China has been the world’s biggest exporter of goods since 2009, sending more than US$2 trillion worth of goods abroad each year. But as the Covid-19 outbreak has shown, such dependence on China in integrated global value chains has created an unprecedented risk to the global economy.
The Institute for Supply Management says that the pandemic has caused supply chain disruptions for nearly three-quarter of US companies. This includes quarantines, factory closings, delays in receiving orders from China, delays in moving goods within the country and loading them at Chinese ports.
The US and other countries since have introduced similar lockdowns to global supply chains in the hope of containing the spread of the disease. It looks now that things will get much worse before they can get better.
For the Electric Vehicle (EV) industry, this presents acute challenges. In the lead up to the COP-26 global climate change meeting in London in November later this year, 2020 was supposed to be the breakthrough year for EV. Data firm IHS Markit reckoned the number of EV models available to European buyers would jump from fewer than 100 to 175 by the end of 2020, rising to more than 330 by the end of 2025. EV sales would rise from 3.4% of all vehicles sold in 2019 to 5.5% in 2020 in the UK, according to forecasts from Bloomberg New Energy Finance. Some forecasts said that by 2026 electric vehicle sales will account for a fifth of sales in the UK, while others are even more optimistic, saying 2022 would be the tipping point.
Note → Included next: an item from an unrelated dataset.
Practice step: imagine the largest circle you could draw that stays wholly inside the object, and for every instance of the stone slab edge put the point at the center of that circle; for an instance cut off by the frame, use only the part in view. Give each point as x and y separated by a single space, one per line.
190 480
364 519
New European Union (EU) rules came into force on 1 January this year, heavily penalising carmakers if average carbon dioxide emissions rise above 95g per kilometre. The fine for exceeding this limit is of €95 for every gram over the target, for every car sold. Based on 2018 sales figures, the excess emissions bill could be nearly £30 billion.
The Coronavirus pandemic has thrown a spanner in the works. On the demand side, a potential global recession will mean falling incomes and a rise in unemployment. Discretionary purchases like new cars will take a back seat, and falling global oil prices mean the incentive to switch from diesel or petrol to EV is diminished. This will particularly impact sales in price-sensitive markets such as China and India, but also in Europe, which has turned into the global epicentre for the pandemic.
On the supply side, carmakers, auto parts suppliers and others in the industrial value chain in China have applied for a record number of force majeure certificates to try to get out of contracts they can no longer fulfil.
Tesla has said recently that is had to downgrade some parts used in Chinese-made cars because of a lack of availability due to the Coronavirus outbreak.
Tesla announced last year that it would seek to localise its supply chains further in China, to meet the rise in demand in the country.
Consultants Deloitte say that new Chinese entrants to the EV market will form the largest individual sellers of such vehicles globally by 2030. But many of China’s EV start-ups, faced by the drying of venture capital funding, scaled-down government subsidies and now an anticipated dearth of customers, could face financial challenges. The subsidy cuts have already led to a 54% pummelling to sales numbers in China in January this year, according to the China Association of Automobile Manufacturers. Car sales fell in China by 92% in the first two weeks of February, according to the China Passenger Car Association.
There is precedent for such market shocks. When a powerful earthquake and tsunami hit Japan in 2011, several electronic parts makers for its auto industry were closed. Car assembly operations around the world responded by adding backup facilities local to their local markets, such as in the US, as supply chains were disrupted.
The auto industry has global behemoths from the US, to Germany, to Japan, Korea and China. But in the EV industry, China is very much at centre stage. It policy priority is to control the global EV ecosystem, from battery materials to control systems to manufacturing. Chinese companies control around half of the world’s production of lithium, more than double that of a decade ago. Lithium ion battery cells use minerals such as manganese, nickel and cobalt – more and more of world’s primary cobalt reserves are owned by China. Chinese companies also control of the refinement of lithium-ion cathode minerals and are the world’s leading supplier of the graphite anode and electrolyte.
Deloitte’s research says that both for OEMs and new entrants, the current battery cell production and end-of-life landscape mean that there needs to be close cooperation with battery manufacturers, including with second-life utilisation.
India currently imports the majority of its battery cells from its neighbour China, despite a growing indigenous industry, because China can produce the cells cheaper and better. Instead, Deloitte advocates the Tesla approach, for manufacturers bringing battery cell production closer to home, to enable them to have better control over the entire local supply chain. Moving away from lithium ion batteries, and towards alternatives such as sodium ion, which can be made in lithium-ion facilities, but without the need to rely on rare, finite minerals from around the world, could be a way to secure a significant part of the supply chain.
It is not practical or desirable for the world to decouple from China’s economic might in the EV industry. In addition to mobility, the situation is impacting all areas of electrification including stationary storage and reserve power storage – for example, China controls 80% of worldwide solar module manufacturing. But to better protect itself from such supply side shocks, EV manufacturers may consider greater integration of its local supply chain over the coming year.